Figure Legends
Figure 1: Reinforcement learning framework; (a) basic RL loop (b) RL workflow applied to real time control of T cell activation and expansion. The cell profiles and properties are inferred from donor sample pool with the help of imaging and sensing instruments. These properties coupled with data driven approach are used to create a simulation of the cell culture process. Afterwards this environment is transformed into the form of a game or RL control environment. An agent is trained on RL environment to get trained and navigate the actual cell activation process.

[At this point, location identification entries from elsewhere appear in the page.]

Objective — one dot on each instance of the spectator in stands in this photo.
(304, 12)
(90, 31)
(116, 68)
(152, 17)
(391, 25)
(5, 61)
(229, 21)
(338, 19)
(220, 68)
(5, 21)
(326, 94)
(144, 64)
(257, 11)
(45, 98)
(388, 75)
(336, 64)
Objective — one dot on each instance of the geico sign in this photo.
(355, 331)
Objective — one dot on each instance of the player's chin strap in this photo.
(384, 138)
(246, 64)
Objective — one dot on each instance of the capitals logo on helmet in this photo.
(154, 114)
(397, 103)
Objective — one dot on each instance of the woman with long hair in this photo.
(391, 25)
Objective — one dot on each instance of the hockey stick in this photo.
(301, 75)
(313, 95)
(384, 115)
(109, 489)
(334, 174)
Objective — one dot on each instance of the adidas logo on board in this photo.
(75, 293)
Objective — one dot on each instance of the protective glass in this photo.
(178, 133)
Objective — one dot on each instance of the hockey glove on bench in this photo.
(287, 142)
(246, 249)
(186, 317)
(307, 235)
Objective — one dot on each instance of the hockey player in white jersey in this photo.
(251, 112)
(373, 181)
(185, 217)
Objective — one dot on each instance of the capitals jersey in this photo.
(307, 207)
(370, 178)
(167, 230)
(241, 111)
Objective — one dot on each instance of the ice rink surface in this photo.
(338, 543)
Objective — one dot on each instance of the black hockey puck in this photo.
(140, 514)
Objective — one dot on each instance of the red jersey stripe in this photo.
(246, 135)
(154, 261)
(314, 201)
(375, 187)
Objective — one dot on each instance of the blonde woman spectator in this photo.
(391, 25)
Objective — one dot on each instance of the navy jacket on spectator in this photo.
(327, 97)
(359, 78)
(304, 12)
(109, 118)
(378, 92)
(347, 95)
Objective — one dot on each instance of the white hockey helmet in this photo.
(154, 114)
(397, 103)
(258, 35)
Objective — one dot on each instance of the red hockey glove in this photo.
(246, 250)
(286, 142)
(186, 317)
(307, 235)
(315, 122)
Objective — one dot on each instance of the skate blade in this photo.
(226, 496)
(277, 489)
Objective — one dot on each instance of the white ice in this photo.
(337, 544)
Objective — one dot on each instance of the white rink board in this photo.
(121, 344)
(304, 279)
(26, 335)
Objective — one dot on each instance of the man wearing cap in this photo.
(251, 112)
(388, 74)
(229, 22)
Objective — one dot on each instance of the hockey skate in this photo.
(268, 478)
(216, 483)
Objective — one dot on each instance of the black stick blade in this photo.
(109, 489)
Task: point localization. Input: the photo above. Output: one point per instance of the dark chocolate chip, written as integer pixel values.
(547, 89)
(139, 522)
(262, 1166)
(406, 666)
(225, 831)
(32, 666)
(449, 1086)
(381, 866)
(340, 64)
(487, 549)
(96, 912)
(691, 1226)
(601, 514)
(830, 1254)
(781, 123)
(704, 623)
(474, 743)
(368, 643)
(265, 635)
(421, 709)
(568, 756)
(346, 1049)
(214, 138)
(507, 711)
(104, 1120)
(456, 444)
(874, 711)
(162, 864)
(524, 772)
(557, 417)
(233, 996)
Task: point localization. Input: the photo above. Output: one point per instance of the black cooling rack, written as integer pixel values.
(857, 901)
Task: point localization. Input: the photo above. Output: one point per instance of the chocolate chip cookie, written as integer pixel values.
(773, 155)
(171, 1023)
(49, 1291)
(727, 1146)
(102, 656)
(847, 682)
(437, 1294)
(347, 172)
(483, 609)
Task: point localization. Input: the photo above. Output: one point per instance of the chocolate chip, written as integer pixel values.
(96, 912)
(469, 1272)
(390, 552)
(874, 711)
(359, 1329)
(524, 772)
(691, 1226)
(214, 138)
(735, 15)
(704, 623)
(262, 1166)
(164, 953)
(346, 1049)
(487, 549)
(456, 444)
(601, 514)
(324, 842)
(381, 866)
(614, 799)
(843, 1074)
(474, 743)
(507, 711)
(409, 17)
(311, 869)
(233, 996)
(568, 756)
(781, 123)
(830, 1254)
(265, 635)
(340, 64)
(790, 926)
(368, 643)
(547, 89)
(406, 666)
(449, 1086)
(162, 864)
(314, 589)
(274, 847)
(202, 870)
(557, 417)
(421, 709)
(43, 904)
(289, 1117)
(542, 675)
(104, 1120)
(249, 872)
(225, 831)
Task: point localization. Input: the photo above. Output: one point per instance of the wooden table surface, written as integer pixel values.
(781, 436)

Figure 2: Proposed simulation replicating cell activation and expansion (a) Process and permitted actions by the cells in each simulated step. (b) Simulated life trajectory of a naïve starting cell to activated with full potency, and natural exhaustion caused by aging. Also defined are two modes of division – symmetric and asymmetric. (c) Sample simulation trajectories for three control strategies – top to bottom row depicts optimum, sub-optimum and random bead additions; bar plot at left indicates the number of cells separated by type at each simulation step, the symbols at the x axis represents the action taken: (+) refers to bead addition, (-) refers to removal and (o) refers to no action; the right three windows are simulation screens at 1, 5 and 19 steps.
Figure 3. A higher average reward with tight distribution of outcomes are indications of a better trained agent. The quality of the policy can be determined from the episodic reward distribution of a trained agent. For example, with PPO-tabular and DQN-image (Figure 3), the agent adopted a stable strategy by 100,000 training episodes as observed from the episodic reward and flattened out average reward. But with PPO-tabular the episodic reward distribution around average is +/- 50 whereas it is +/- 250 for DQN-image. That indicates PPO-tabular agent is better trained which has a tighter distribution of higher rewards and DQN-image is subjected to variability and chance events. The distribution is even tighter for A2C-combined, but the average reward is far less than PPO-combined or DQN-combined.
Figure 4: Change of strategy by the agent using 20 control steps for different cell types. (a) Simulation process to obtain control strategy information (b) Strategy of the agent visualized by average number of beads at each control step (y and x axes respectively). Error bar indicates the standard deviation of beads used at that control step – indication of simulation variability or constancy (where there are no bars). The learning curve is also attached with each bar plot, axes same as Figure 3. Arrows between plots indicate the change in cell type (also see Table 1).
Figure 5: Change of strategy by the agent using 50 control steps learned from training with different cell types. Strategy of the agent visualized by average number of beads per control step (y and x axes respectively). Error bars indicate one standard deviation, showing variability of steps or uniformity (no error bars). The learning curve is also attached with each bar plot. Arrows indicate the change in cell type, also see Table 1.
Figure 6: (a) Learning curve for agent trained with and without noise and reward histogram for simulation conducted with agent trained on 0, 250k and 500k episodes (b) Agent trained with 20, 50 and 400 timesteps (c) Number or training episodes required to reach accuracy of 80%, 90% and 95% by agents pre-trained for 500k steps on cell 1 vs. agents trained on respective cell types from beginning. Y axis shows the number of training runs required in log base 10 scale.